7.4 Les locaux de l'établissement sont réservés aux seules activités professionnelles de ses membres, à l'exception des locaux affectés aux organisations syndicales et aux activités socio-culturelles du Comité Social et Economique d'établissement.
7.5 En dehors des prérogatives reconnues aux représentants du personnel et des syndicats, d'une part, et des dispositions relatives au droit d'expression des salariés, d'autre part, il n'est pas autorisé :
- d'introduire dans les lieux de travail des objets et marchandises destinés à être vendus sans accord de la Direction,
- de faire circuler sans autorisation préalable de la Direction des listes de souscription ou de collecte,
- de distribuer des imprimés, des tracts, des journaux ou autres documents et de se livrer à toute propagande et polémique d'ordre confessionnel ou politique dans l'enceinte de l'établissement, en dehors des heures et de lieux habituels d'entrée et de sorties,
- de prendre la parole en public, pour quelque motif que ce soit, de susciter, organiser ou tenir des réunions et des rassemblements ou d'y participer à moins que ces faits ne s'inscrivent dans un mouvement de grève, ou sous un motif accepté par la Direction.

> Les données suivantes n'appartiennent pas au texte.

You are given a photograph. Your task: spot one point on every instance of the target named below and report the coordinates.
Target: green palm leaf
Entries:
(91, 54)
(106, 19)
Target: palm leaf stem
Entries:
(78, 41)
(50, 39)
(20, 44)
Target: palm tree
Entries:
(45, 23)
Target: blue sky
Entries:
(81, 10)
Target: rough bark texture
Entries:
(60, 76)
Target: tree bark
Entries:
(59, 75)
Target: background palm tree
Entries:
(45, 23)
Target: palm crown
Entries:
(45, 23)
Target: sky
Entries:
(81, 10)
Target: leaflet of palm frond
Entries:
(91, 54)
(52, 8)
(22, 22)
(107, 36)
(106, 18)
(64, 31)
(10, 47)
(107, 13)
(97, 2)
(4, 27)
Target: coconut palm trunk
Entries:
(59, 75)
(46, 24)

7.6 Accès aux zones protégées : l'Établissement comporte des zones réservées à des activités confidentielles ou secrètes et, à ce titre, protégées. Le libre accès à ces zones est limité aux personnes habilitées au niveau requis.
Les personnes non habilitées peuvent être admises à pénétrer dans les zones réservées, accompagnées par une personne habilitée et sous réserve que les informations, objets et matériels protégés qui s'y trouvent ne soient ni accessibles, ni visibles conformément aux dispositions sur la protection des informations intéressant la Défense Nationale.

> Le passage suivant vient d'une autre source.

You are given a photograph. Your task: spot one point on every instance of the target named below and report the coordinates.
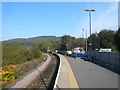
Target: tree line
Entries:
(18, 53)
(105, 39)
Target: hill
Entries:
(29, 41)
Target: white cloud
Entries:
(109, 19)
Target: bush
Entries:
(15, 54)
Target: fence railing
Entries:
(109, 58)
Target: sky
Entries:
(31, 19)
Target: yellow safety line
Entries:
(73, 82)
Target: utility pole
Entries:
(83, 38)
(86, 40)
(90, 27)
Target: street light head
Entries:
(87, 10)
(92, 10)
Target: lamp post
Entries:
(86, 40)
(83, 39)
(90, 26)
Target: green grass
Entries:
(16, 54)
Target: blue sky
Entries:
(30, 19)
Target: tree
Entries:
(106, 38)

La prise de photo ou vidéo est interdite sans demande préalable d'une autorisation délivrable auprès de l'agent de sécurité.

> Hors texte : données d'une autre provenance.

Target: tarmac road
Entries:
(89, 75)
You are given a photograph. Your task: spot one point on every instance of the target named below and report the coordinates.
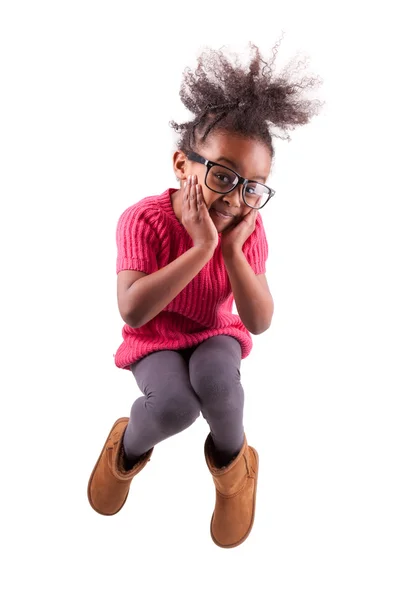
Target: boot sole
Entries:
(94, 470)
(244, 538)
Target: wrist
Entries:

ARTICLE 8 - HORAIRES DE TRAVAIL¶
8.1 L'établissement est ouvert du lundi au vendredi de 7h15 à 19h15.
8.2 Le personnel de l'établissement doit respecter les horaires de travail, horaire fixe ou horaire variable tels que déterminés par la Direction, sous réserve des dispositions légales ou conventionnelles applicables.
8.3 Le non-respect répété de l'horaire de travail justifie l'application des sanctions disciplinaires prévues par le présent règlement.
8.4 Le personnel doit se trouver sur les lieux de travail aux heures fixées pour le début et pour la fin de son travail.
8.5 Les salariés dont l'activité requiert leur présence au sein de l'établissement et dont les périodes de travail ne sont pas fixées par une disposition conventionnelle ou contractuelle doivent être présents à leur poste de travail au plus tard à 9h30 sauf dérogation expresse accordée par leur hiérarchie.
8.6 Les salariés affectés à un travail en équipes successives doivent respecter l'horaire fixé pour l'équipe à laquelle ils appartiennent. La composition des équipes est nominative et affichée au niveau du lieu de travail, ou tenu sur un registre spécial constamment mis à jour. Les salariés qui exécutent des travaux pour lequel une présence continue est nécessaire doivent se trouver à leur poste de travail jusqu'à leur remplacement effectif, la hiérarchie prenant les dispositions nécessaires afin que cette situation ne se prolonge pas.
8.7 Les heures supplémentaires, complémentaires et de récupération décidées par la Direction dans les conditions et limites légales et conventionnelles s'appliquent à chaque salarié. Il est rappelé que les responsables hiérarchiques doivent veiller au respect des durées maximales quotidiennes et hebdomadaires du travail, ainsi qu'au respect des durées minimales de repos quotidiennes et hebdomadaires.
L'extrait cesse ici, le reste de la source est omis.